メディアは、トランプ大統領に「白人至上主義」「人種差別主義者」というレッテルを貼るが、少なくとも大統領就任以来、トランプが人種差別政策を推進したことはない。
選挙公約でもあったメキシコ国境の壁に関しても、「不法」移民を防ぐためであって、合法的な移民をブロックしたものではない。
アメリカで継続的に仕事をしたり、国籍を取得したりするには大変な努力が必要である。ぼくの妹もそうだが、さまざまな国から希望を抱いてやってくる移民は、法律に則って課題を乗り超え、長い時間をかけて永住権や市民権を得る。
いかがわしいブローカーに金を払って不法に国境を超え、いつ摘発されるかわからないため、低賃金の非合法労働に従事する人々を支援するのは人権擁護とはいえない。
これは日本にいるビザ切れ不法滞在外国人にも言えることで、ぼくは外国人留学生や在留フィリピン人のために煩雑な入管書類を翻訳するお手伝いをしているが、資格外活動や違法な資格取得は認めない。
武漢ウイルス流行前まで、トランプ政権は大胆な減税政策で空前の好況を実現し、黒人の失業率は2019年10月統計で、就任前から2.7%も改善し、史上最低の5.4%になった。
税制改革でお金のない起業家(オポチュニティゾーン)への投資をしやすくしたため、起業する黒人層も増えた。民主党政権時代には実現しなかった、低所得者でも希望すれば、公立学校での無償教育を高額な私立学校へ振り替えられるスクールチョイス(バウチャー)制度も推進している。
貧困層の生活保護を手あつくし、働かなくても生きられるようにすれば、一見、困窮した黒人や有色人種に優しい政策に見える。だが、本当に支援が必要な状況にある人は別だが、福祉に頼る生き方をラクだと思ってしまえば、その人は努力しなくなる。結果、格差は固定され、拡大する。

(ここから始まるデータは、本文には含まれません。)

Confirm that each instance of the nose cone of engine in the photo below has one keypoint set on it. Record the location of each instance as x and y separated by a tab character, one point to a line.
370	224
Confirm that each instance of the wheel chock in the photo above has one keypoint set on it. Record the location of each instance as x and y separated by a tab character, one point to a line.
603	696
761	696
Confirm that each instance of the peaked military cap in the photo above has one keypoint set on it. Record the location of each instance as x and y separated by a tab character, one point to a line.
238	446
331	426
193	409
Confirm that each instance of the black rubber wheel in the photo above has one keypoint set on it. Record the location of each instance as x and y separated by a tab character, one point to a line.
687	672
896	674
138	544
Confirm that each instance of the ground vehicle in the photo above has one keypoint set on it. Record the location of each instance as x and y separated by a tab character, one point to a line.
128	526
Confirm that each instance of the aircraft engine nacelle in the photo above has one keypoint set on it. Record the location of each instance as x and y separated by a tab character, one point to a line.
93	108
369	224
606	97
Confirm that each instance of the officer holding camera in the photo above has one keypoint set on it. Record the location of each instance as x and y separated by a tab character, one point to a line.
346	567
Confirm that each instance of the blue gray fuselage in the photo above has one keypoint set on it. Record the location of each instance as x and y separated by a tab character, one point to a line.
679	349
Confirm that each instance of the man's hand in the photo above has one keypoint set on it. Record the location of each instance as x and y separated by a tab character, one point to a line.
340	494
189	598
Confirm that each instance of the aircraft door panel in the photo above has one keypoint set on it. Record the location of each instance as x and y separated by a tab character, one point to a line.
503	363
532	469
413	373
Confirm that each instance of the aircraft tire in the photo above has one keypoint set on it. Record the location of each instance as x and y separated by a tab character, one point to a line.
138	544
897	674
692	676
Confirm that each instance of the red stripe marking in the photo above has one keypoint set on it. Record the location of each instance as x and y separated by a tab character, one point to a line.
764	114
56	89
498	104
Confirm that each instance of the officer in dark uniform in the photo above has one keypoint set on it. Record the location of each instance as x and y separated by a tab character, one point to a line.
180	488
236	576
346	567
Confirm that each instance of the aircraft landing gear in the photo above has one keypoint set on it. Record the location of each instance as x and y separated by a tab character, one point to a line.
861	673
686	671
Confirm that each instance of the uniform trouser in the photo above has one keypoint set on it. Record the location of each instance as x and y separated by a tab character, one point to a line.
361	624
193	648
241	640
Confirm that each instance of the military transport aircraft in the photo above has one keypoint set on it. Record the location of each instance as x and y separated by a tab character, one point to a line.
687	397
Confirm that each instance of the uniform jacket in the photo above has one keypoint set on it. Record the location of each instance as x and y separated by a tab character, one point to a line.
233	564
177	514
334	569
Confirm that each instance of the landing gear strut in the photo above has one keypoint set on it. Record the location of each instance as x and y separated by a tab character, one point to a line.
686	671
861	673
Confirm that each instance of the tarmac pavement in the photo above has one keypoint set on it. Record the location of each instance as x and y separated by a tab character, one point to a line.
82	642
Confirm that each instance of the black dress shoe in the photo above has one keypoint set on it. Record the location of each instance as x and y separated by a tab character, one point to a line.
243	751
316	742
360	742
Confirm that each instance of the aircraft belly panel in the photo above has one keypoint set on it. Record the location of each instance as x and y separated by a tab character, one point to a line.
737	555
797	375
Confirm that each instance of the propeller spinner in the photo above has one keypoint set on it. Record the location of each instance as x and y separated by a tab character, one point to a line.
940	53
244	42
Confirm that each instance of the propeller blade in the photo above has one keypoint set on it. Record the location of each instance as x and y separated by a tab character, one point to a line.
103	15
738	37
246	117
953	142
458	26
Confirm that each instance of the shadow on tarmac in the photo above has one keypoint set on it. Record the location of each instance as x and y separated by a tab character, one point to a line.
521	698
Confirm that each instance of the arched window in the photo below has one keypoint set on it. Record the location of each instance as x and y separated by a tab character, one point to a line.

法的な制限=アパルトヘイトを復活することはさすがにできない現在、本音では黒人や有色人種が社会の上層に登ってくるのを防ぎたい人種差別主義者にとっては、こういう政策こそ好都合ではないか。
「Make America Great Again」を掲げて当選したトランプがやっていることは、それとは正反対だ。
人種や現在の地位によらず、努力した者が成功するというオールドファッションな「アメリカンドリーム」神話を守るのが、彼の政治信念なのだと思う。
しかも、こうしたトランプの政治思想は、返す刀で、冷戦終結後に進んだグローバリゼーションで拡大した経済格差により固定化してしまった社会階層を、再び流動化しようとする側面を持っている。
トランプ自身が有数の富裕層だから見えにくいが、その政策を検討してみると、実は今年の民主党大統領予備選にも名乗りを上げたバーニー・サンダースとの共通点が浮かび上がる。
サンダースは、政治キャリアを1960年代後半にバーモント州の地方政党である労働ユニオン党からスタートし、長年、共和党にも民主党にも属さない、唯一の連邦上院議員・下院議員で、「社会主義者」であることを公言してはばからなかった。
2016年に、民主党内の支持者に担ぎあげられて、大統領候補としてヒラリー・クリントンと予備選を戦った際には、富裕層と労働者層の格差解消を訴え、グローバリズムに反対し、「TPPはウォールストリートや大企業に支えられている」と述べて、バラク・オバマ政権を痛烈に批判した。
大統領選挙後、民主党を離党したサンダースは、当選したトランプについて「現実志向だ」と評した。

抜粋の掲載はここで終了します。